É por causa dessa variedade de iniciativas e movimentos que o poder da coletividade se torna ainda mais importante, principalmente quando se trata de justiça climática. Gisele explica que o trabalho em conjunto é necessário do ponto de vista da força de articulação. Para ela, o coletivo se faz necessário para que as vozes dos jovens – sobretudo periféricos – sejam ouvidas, respeitadas e levadas em consideração. “Uma ação local, territorializada, que vem da ação dos jovens, às vezes pode chegar a uma pauta nacional, podendo mudar políticas nacionais do ponto de vista de periferias, das favelas. Então, a Rede articulada possibilita que isso não se perca no caminho. Por exemplo: no início, é apenas pesquisar dados da favela, mas daí a gente vê que consegue dialogar com uma política nacional, que pode mudar a vida de todo mundo”, destacou.

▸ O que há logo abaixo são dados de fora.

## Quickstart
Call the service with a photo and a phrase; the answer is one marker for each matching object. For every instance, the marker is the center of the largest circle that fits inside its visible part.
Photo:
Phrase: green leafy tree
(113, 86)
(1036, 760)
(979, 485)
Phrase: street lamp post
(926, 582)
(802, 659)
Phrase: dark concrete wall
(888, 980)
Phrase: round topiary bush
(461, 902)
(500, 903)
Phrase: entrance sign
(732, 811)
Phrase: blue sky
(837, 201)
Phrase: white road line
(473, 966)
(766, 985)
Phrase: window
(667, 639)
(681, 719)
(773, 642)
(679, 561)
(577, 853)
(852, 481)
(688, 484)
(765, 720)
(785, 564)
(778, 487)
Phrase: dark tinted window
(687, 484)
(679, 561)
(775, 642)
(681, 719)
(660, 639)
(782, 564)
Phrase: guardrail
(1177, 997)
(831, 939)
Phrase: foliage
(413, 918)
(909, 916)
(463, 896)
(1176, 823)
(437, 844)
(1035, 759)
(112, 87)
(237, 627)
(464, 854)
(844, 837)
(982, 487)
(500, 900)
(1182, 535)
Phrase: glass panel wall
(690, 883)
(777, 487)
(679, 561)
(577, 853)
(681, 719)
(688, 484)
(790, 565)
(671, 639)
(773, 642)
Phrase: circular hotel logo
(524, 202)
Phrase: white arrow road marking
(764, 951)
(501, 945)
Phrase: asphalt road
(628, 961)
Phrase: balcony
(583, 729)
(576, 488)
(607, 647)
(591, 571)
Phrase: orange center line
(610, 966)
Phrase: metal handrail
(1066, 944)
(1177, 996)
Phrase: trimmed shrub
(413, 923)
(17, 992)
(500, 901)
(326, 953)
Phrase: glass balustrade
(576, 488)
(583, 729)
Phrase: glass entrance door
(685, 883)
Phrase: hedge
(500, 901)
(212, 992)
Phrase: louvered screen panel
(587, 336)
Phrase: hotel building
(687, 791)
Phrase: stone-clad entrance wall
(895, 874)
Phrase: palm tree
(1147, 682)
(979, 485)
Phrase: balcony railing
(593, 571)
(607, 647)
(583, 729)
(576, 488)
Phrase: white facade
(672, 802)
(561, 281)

Para além da coletividade, o trabalho da juventude traz como um de seus maiores impactos, na visão da cientista, a expansão de narrativas para o debate. Ainda que visões políticas, teóricas e acadêmicas sejam importantes, a atuação dos jovens traz um olhar mais ampliado e territorializado para o debate. “Isso parte de trazer dados e elucidar verdades que antes não eram ditas. Antes, ninguém queria saber como era água e luz na favela ou como os jovens viam a questão de segurança pública, por exemplo”, aponta a pesquisadora. Questões que, segundo ela, se relacionam com clima, meio ambiente, sociedade e gênero e que, pensadas em conjunto, geram políticas públicas necessárias ao cotidiano territorial.

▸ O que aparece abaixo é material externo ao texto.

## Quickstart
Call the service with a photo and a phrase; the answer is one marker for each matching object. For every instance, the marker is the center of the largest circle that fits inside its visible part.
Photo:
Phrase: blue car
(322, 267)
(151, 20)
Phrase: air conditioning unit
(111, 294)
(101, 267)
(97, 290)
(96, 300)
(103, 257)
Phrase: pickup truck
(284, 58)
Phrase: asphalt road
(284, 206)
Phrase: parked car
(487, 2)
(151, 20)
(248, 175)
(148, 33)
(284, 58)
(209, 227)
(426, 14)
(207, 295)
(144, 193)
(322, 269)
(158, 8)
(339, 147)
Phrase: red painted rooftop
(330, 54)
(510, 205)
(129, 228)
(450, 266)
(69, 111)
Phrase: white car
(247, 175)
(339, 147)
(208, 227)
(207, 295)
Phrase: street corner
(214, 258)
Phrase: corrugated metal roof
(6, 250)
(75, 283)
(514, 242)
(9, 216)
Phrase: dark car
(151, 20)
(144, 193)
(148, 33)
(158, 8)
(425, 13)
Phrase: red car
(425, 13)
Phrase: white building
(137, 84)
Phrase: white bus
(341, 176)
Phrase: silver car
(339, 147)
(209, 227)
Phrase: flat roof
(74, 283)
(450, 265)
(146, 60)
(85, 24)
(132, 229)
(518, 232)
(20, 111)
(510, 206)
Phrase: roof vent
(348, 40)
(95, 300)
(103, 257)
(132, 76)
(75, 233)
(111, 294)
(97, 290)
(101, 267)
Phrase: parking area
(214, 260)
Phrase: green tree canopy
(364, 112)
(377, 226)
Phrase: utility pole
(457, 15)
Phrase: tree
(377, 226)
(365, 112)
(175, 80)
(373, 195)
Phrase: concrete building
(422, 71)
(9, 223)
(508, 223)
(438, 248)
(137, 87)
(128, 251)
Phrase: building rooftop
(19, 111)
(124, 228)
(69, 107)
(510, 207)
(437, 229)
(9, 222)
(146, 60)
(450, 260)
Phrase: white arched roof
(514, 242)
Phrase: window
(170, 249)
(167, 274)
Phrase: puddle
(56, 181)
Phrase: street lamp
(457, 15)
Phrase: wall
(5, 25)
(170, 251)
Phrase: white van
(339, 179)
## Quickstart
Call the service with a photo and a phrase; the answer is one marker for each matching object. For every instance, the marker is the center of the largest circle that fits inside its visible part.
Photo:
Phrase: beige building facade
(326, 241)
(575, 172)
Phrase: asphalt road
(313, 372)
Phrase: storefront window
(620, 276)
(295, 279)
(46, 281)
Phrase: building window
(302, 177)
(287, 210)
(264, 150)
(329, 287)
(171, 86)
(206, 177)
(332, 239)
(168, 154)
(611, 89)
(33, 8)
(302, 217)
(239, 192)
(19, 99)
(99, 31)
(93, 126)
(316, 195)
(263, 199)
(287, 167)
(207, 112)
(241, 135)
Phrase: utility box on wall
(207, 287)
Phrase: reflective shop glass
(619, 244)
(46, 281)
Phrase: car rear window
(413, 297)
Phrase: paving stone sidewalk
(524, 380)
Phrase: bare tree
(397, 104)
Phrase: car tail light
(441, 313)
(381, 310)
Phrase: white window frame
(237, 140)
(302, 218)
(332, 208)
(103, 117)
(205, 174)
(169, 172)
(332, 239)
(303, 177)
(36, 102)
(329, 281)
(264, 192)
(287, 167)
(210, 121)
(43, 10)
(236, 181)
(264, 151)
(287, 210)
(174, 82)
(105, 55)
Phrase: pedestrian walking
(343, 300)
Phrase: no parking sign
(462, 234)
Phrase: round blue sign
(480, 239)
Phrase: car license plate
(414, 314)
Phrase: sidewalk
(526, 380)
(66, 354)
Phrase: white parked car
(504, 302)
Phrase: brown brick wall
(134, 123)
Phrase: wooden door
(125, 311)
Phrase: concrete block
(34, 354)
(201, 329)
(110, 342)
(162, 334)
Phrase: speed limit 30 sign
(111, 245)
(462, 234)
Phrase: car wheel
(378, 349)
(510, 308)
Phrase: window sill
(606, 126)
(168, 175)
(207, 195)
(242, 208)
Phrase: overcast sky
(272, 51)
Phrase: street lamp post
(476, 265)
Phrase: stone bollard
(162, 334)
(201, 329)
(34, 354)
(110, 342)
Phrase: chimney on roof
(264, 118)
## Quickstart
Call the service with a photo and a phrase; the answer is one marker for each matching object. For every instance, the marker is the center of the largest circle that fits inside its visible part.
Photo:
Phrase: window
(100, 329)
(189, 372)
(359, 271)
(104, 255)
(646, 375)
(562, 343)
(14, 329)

Soluções que surgem dos territórios 3t1n3q
Em sua fala no Fórum Terra 2030, Gisele citou a frase de Ailton Krenak para ilustrar a discussão: “Acho que a juventude traz essa força que é pensar em outros futuros possíveis”. Os jovens trazem um saber que não está na academia ou nos espaços de poder, mas sim nas ruas, nas favelas e nas vivências. Esse olhar para o território permite que estratégias e soluções mais direcionadas aos problemas sociais sejam elaboradas, o que já vem sendo feito por diversas iniciativas, como mostram o Mapa da Rede Favela Sustentável e o Guia para Justiça Climática, desenvolvido pela Casa Fluminense.

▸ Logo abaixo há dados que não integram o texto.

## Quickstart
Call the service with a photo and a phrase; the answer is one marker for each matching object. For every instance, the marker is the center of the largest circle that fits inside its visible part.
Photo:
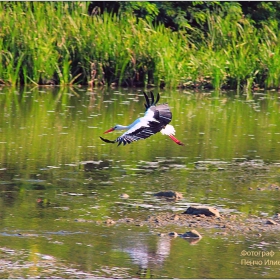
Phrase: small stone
(173, 234)
(124, 196)
(109, 222)
(191, 234)
(202, 210)
(271, 222)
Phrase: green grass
(45, 42)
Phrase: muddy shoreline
(225, 224)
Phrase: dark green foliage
(171, 44)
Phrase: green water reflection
(59, 182)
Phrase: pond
(60, 185)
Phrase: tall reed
(58, 43)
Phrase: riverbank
(111, 50)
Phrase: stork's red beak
(109, 130)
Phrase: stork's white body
(156, 119)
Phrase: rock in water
(191, 234)
(169, 194)
(205, 210)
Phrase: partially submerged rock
(191, 234)
(173, 234)
(202, 210)
(271, 222)
(169, 194)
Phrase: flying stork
(156, 119)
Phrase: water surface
(59, 183)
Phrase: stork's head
(116, 127)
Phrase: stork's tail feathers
(176, 140)
(106, 140)
(153, 102)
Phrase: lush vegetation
(171, 44)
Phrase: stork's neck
(122, 127)
(126, 127)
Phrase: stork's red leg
(176, 140)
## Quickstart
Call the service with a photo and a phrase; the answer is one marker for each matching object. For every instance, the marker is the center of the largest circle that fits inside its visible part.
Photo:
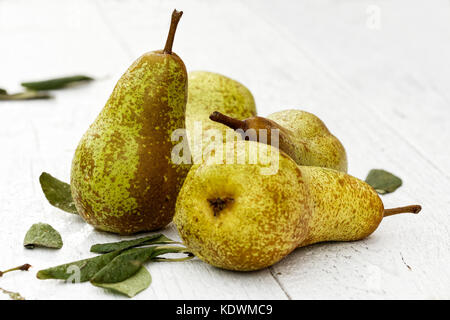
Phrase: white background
(377, 72)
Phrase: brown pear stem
(23, 267)
(176, 16)
(408, 209)
(228, 121)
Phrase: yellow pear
(234, 217)
(302, 135)
(210, 91)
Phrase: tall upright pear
(123, 179)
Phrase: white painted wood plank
(393, 53)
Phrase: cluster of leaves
(36, 90)
(120, 267)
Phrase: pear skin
(122, 177)
(345, 208)
(210, 91)
(302, 135)
(233, 217)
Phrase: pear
(207, 92)
(233, 217)
(302, 135)
(122, 177)
(345, 208)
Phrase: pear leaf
(124, 265)
(126, 244)
(57, 193)
(138, 282)
(382, 181)
(78, 271)
(12, 295)
(57, 83)
(27, 95)
(42, 235)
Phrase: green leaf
(123, 266)
(57, 83)
(80, 271)
(12, 295)
(27, 95)
(138, 282)
(122, 245)
(382, 181)
(42, 235)
(57, 193)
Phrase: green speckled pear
(210, 91)
(233, 217)
(122, 177)
(302, 135)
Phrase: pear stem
(408, 209)
(228, 121)
(176, 16)
(23, 267)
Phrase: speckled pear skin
(345, 208)
(266, 220)
(311, 143)
(122, 177)
(209, 92)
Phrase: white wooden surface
(382, 87)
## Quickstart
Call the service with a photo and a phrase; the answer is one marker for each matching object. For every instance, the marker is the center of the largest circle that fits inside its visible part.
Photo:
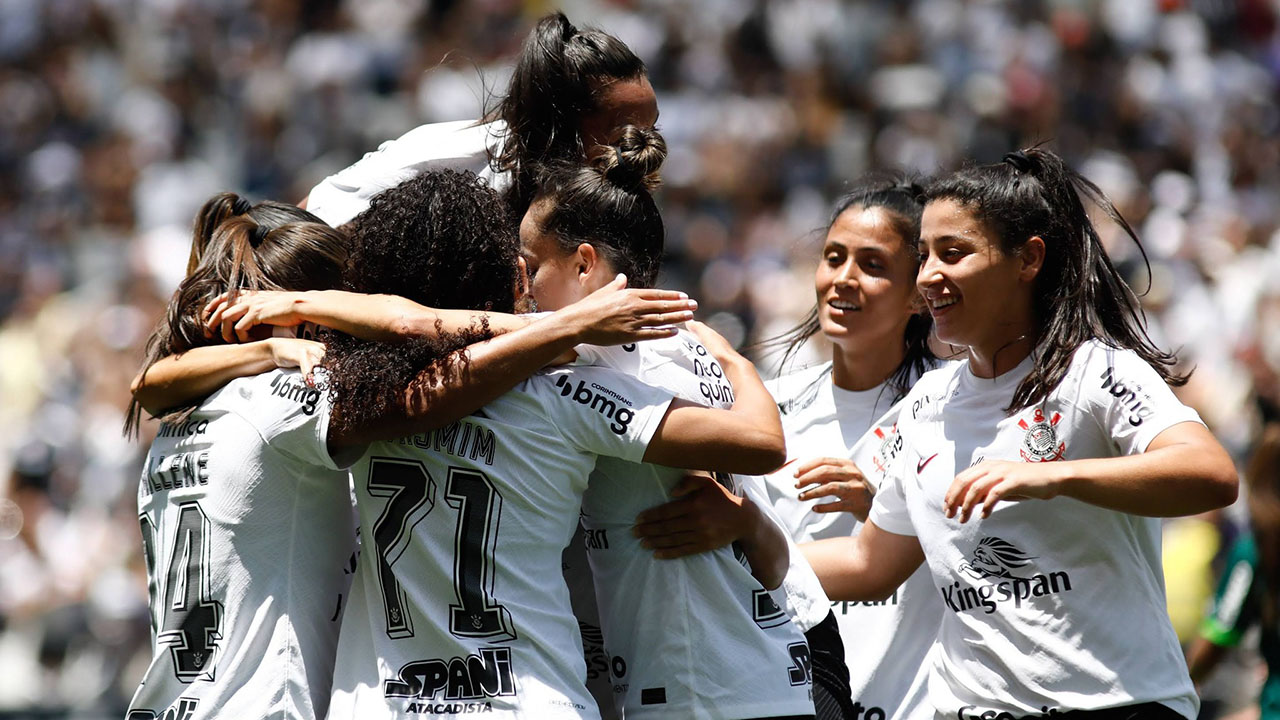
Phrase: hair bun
(632, 163)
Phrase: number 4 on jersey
(190, 618)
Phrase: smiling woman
(1025, 481)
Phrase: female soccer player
(246, 516)
(840, 419)
(570, 92)
(695, 637)
(457, 605)
(1031, 475)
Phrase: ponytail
(1078, 294)
(268, 246)
(552, 86)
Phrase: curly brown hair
(443, 240)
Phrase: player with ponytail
(1031, 477)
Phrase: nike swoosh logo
(919, 465)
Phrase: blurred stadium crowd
(119, 117)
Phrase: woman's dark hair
(1078, 294)
(556, 80)
(236, 247)
(1264, 499)
(609, 206)
(442, 240)
(901, 200)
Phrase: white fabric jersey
(1047, 605)
(461, 145)
(247, 533)
(885, 642)
(458, 606)
(696, 637)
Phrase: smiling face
(864, 281)
(618, 103)
(979, 296)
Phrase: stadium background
(119, 117)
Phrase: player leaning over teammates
(570, 91)
(840, 419)
(695, 637)
(458, 604)
(246, 519)
(1031, 475)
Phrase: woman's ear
(588, 263)
(1032, 259)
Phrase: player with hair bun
(1032, 474)
(570, 91)
(700, 636)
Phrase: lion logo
(995, 557)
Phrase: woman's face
(618, 103)
(979, 296)
(865, 281)
(554, 276)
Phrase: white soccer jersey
(695, 637)
(885, 642)
(458, 605)
(461, 145)
(248, 540)
(1047, 605)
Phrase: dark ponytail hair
(557, 74)
(268, 246)
(903, 200)
(608, 204)
(1078, 294)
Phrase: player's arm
(181, 379)
(704, 515)
(744, 438)
(469, 379)
(380, 318)
(1184, 470)
(868, 566)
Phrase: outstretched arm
(475, 376)
(745, 438)
(704, 515)
(181, 379)
(867, 566)
(1183, 472)
(380, 318)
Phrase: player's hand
(992, 481)
(839, 479)
(233, 320)
(703, 515)
(616, 315)
(296, 352)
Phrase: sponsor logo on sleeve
(1128, 393)
(1040, 441)
(999, 573)
(607, 402)
(297, 391)
(457, 684)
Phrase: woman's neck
(855, 370)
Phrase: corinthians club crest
(1040, 443)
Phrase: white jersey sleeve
(603, 411)
(1128, 399)
(888, 510)
(462, 145)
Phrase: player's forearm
(764, 546)
(389, 318)
(1183, 478)
(182, 379)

Na avaliação da cientista, contudo, o movimento da juventude ainda é muito atrelado pela sociedade em geral ao campo do ativismo e da militância. Em eventos e discussões, como a COP, “o espaço da juventude não pode ser só de representatividade, ele precisa ser transversal”, reivindica. Além disso, quando se trata do olhar mais amplo para as questões climáticas, a cientista argumenta que o foco ainda está muito nos problemas e nas consequências que eles geram, e pouco nas soluções – muitas que já foram pensadas e desenvolvidas territorialmente. “Eu acho que existe um discurso que é muito injusto e que não cabe mais que é: ‘por falta de tecnologia, de dinheiro ou de vontade política alguma coisa não acontece’. Problema esse que às vezes as pessoas ali do território já resolveram, do jeito delas, mas já resolveram”, citou. “Então eu acho que a gente tem que parar de ver essas coisas que nos assolam e enxergar nesse lugar de solução mesmo. Eu quero sair desse lugar de uma jovem ativista para uma jovem que soluciona problemas de fato”, completou.